Sobre o alto número de estreias nos últimos anos, eles comentam: “entre tantas ofertas, como imaginável, a qualidade das empresas apresentou uma maior variação, com empresas que nem lucro haviam obtido à época, e em sua maioria a preços acima do que havia sido considerado posteriormente como justo pelo mercado, sendo um exemplo do comportamento típico de momentos de euforia.”
IPOs e seus riscos
Os analistas da Guide comentam que “mais uma razão que pesa após alguns dias (de estreia) contra a performance dos papéis estreantes é a assimetria de informação, principalmente em setores novos da bolsa”.
“Os incentivos dados aos coordenadores das ofertas fazem com que a promoção das empresas seja bastante intensa, e que investidores participantes ficam ‘presos’ ao papel até que o período de lock-up (que em média dura 45 dias) termine”, acrescentam.
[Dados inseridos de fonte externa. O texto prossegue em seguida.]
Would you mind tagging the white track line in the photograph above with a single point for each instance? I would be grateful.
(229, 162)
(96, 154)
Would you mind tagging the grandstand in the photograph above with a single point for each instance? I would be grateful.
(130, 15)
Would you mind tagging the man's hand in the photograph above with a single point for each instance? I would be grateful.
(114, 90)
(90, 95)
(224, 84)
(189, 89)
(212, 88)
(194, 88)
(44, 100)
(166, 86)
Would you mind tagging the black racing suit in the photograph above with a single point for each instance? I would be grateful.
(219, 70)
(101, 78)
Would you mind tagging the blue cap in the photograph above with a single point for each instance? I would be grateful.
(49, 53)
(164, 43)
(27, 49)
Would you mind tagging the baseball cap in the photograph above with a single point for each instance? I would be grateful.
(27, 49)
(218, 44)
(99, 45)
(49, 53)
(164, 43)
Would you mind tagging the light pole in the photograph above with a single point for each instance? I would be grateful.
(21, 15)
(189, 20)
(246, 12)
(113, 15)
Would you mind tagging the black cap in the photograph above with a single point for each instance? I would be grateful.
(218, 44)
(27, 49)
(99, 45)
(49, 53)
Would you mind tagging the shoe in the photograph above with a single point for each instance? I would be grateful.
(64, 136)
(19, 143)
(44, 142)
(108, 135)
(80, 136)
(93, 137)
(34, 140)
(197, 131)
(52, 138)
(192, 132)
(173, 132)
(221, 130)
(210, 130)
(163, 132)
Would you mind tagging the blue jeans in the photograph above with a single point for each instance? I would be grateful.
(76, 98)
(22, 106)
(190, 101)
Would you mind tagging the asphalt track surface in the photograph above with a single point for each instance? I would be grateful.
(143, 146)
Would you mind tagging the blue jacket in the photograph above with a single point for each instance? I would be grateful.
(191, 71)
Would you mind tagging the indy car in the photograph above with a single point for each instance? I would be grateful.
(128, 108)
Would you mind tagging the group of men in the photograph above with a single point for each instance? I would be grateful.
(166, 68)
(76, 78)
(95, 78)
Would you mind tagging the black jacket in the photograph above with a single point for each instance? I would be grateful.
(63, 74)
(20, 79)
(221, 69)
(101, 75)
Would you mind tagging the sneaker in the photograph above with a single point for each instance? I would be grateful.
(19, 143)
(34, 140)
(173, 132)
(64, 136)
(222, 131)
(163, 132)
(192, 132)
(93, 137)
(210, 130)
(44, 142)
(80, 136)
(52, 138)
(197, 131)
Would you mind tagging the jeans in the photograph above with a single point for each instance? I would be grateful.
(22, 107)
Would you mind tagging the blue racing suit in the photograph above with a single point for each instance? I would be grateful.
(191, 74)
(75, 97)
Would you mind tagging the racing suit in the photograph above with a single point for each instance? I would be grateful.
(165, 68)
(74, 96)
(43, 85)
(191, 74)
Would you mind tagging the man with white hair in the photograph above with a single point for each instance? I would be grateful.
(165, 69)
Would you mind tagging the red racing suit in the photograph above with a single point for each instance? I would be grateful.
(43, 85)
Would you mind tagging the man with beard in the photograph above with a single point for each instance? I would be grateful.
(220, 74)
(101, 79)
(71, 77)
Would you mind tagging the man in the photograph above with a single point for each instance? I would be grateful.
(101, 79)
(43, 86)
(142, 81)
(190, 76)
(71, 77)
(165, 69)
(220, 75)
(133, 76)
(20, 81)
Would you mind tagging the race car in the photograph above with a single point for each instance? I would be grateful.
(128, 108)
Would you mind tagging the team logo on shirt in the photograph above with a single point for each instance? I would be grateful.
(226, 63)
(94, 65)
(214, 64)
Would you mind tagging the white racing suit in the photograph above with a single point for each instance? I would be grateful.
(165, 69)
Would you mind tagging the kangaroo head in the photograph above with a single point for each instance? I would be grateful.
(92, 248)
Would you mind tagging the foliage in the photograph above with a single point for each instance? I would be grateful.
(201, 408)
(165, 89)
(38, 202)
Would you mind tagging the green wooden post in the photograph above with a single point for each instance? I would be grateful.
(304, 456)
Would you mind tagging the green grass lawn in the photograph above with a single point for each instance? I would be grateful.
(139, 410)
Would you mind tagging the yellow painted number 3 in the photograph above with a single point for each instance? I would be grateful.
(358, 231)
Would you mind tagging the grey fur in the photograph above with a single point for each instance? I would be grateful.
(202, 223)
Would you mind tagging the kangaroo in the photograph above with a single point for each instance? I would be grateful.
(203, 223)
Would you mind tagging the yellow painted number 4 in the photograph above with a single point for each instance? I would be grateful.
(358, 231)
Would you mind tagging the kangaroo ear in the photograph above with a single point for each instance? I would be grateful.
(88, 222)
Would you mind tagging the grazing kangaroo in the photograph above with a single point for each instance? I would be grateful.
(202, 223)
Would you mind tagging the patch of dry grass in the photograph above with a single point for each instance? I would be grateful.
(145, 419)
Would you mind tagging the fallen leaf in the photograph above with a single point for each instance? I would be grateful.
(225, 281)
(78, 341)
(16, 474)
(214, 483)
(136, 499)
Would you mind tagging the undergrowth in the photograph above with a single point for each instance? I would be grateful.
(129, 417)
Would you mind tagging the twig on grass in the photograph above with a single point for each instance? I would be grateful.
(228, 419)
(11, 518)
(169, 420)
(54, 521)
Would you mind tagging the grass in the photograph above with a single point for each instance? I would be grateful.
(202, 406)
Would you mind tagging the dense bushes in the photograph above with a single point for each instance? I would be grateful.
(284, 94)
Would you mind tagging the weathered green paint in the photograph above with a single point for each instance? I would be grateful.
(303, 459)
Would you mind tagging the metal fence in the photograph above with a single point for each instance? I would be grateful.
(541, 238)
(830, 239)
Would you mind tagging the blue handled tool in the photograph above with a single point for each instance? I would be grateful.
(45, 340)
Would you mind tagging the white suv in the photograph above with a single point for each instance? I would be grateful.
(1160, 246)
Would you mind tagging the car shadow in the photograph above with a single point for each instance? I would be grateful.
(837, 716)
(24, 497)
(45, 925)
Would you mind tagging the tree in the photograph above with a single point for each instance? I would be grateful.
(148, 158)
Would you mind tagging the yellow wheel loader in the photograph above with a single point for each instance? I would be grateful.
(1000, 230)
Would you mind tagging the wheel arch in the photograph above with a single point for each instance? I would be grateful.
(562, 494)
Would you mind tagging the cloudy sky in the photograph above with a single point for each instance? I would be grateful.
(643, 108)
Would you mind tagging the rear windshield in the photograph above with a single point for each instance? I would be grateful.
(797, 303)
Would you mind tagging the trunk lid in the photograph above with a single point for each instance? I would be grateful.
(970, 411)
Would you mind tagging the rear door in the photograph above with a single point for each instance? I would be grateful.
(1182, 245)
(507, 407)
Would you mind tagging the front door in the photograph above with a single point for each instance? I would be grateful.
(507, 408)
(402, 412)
“Além disso, promessas feitas por diretores das empresas antes da estreia, como o que será feito com o valor levantado na oferta, às vezes não se concretizam, o que pode levar a uma reação exagerada negativa para os estreantes, que se intensificam ainda mais pela menor liquidez”, complementa a Guide.
No entanto, apesar do retorno majoritariamente negativo das estreantes da bolsa nos últimos anos, a Guide afirma que existem, sim, boas oportunidades para o investidor.
“Sim, diversas empresas novas na bolsa possuem qualidade e estão inseridas em setores com potencial de crescer mais que o PIB. Algumas dessas empresas estão em nossos portfólios, como CBA, Movida, Intelbras e 3R Petroleum ou que já estiveram como Vibra Energia, Rede D’or e Locaweb”, cita o relatório.